The Qdrant MCP Server is an official Model Context Protocol implementation from the Qdrant team that turns the Qdrant vector search engine into a semantic memory layer for AI agents. Available at github.com/qdrant/mcp-server-qdrant, it provides two core tools: qdrant-store for saving information with optional metadata, and qdrant-find for retrieving relevant information using semantic similarity search.

How it works

What this skill actually does

The server works by embedding text using configurable embedding models (defaulting to sentence-transformers/all-MiniLM-L6-v2 via FastEmbed) and storing the vectors in Qdrant collections. When an AI agent needs to recall information, it sends a natural language query, and the server returns the most semantically similar stored items. This creates a persistent, searchable memory that survives across conversation sessions.

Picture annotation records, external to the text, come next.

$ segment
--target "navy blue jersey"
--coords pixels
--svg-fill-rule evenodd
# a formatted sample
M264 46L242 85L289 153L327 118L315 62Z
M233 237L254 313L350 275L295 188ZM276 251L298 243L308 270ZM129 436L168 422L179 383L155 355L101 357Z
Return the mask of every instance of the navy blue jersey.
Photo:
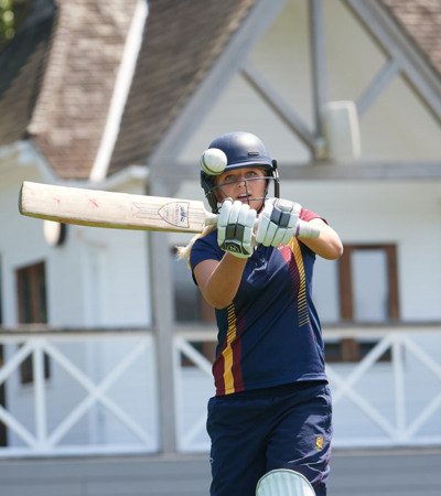
M304 220L319 217L302 209ZM192 270L220 260L217 230L194 244ZM297 238L258 246L247 260L234 301L216 310L216 396L303 380L325 380L323 341L311 299L315 254Z

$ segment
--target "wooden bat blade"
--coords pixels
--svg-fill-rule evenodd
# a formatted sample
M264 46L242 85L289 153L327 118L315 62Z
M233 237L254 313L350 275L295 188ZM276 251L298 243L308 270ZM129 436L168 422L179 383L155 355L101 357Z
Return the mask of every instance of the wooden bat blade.
M216 218L203 202L56 186L25 181L22 215L116 229L201 233Z

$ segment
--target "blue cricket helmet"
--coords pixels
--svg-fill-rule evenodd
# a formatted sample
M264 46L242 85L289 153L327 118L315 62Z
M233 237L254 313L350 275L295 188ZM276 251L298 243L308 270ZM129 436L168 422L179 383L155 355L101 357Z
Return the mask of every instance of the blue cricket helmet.
M271 159L262 141L250 132L228 132L222 134L209 143L208 148L217 148L227 157L225 171L241 168L260 166L265 169L268 177L275 182L275 196L279 197L279 174L277 161ZM205 191L205 196L214 213L218 211L218 203L213 191L216 186L214 175L201 171L201 186Z

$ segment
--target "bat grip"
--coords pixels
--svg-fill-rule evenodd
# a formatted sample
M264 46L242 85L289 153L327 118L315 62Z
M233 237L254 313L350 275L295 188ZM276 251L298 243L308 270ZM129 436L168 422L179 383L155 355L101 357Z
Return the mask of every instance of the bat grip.
M218 215L216 215L216 214L207 214L206 218L205 218L205 224L207 226L216 224L217 217L218 217ZM257 228L258 223L259 223L259 219L256 219L255 229ZM297 229L295 229L295 237L297 236L300 236L302 238L316 239L320 236L320 228L318 226L311 226L310 223L299 219Z

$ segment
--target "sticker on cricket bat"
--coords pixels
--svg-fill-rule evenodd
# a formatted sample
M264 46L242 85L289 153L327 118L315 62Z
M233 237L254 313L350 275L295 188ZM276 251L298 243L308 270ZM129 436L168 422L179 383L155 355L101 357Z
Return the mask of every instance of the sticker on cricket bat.
M201 233L217 223L197 200L136 195L25 181L20 191L22 215L64 224L114 229ZM320 230L302 222L299 236L318 238Z

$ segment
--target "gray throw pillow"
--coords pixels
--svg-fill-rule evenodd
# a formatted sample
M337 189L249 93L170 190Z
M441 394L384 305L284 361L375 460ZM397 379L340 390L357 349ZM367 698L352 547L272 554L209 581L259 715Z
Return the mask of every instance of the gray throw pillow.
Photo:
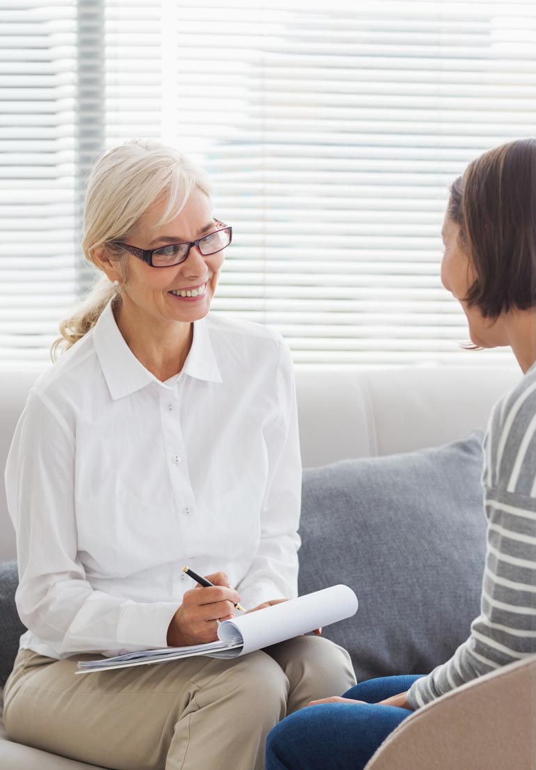
M18 585L17 560L0 561L0 688L11 674L18 651L18 640L26 630L15 606Z
M324 635L358 681L426 674L467 638L485 554L481 442L303 471L300 593L355 591L357 614Z

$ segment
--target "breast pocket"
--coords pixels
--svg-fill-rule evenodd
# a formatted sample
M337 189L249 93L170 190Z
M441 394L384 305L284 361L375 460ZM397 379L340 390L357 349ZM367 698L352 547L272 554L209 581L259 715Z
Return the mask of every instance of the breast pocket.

Configuration is handled entirely through environment variables: QDRANT_URL for connecting to a remote Qdrant instance, QDRANT_LOCAL_PATH for local file-based storage, COLLECTION_NAME for specifying the default collection, and EMBEDDING_MODEL for choosing the embedding model. The server supports stdio, SSE, and streamable-http transports, making it compatible with both local and remote MCP client setups.

Built on FastMCP, the server can be run instantly with uvx (no installation needed) and integrates with Claude Desktop, Cursor, and other MCP clients through standard configuration. With over 1,100 GitHub stars and 187 forks, it serves as both a production-ready memory solution and a reference implementation for building custom MCP servers on top of vector databases.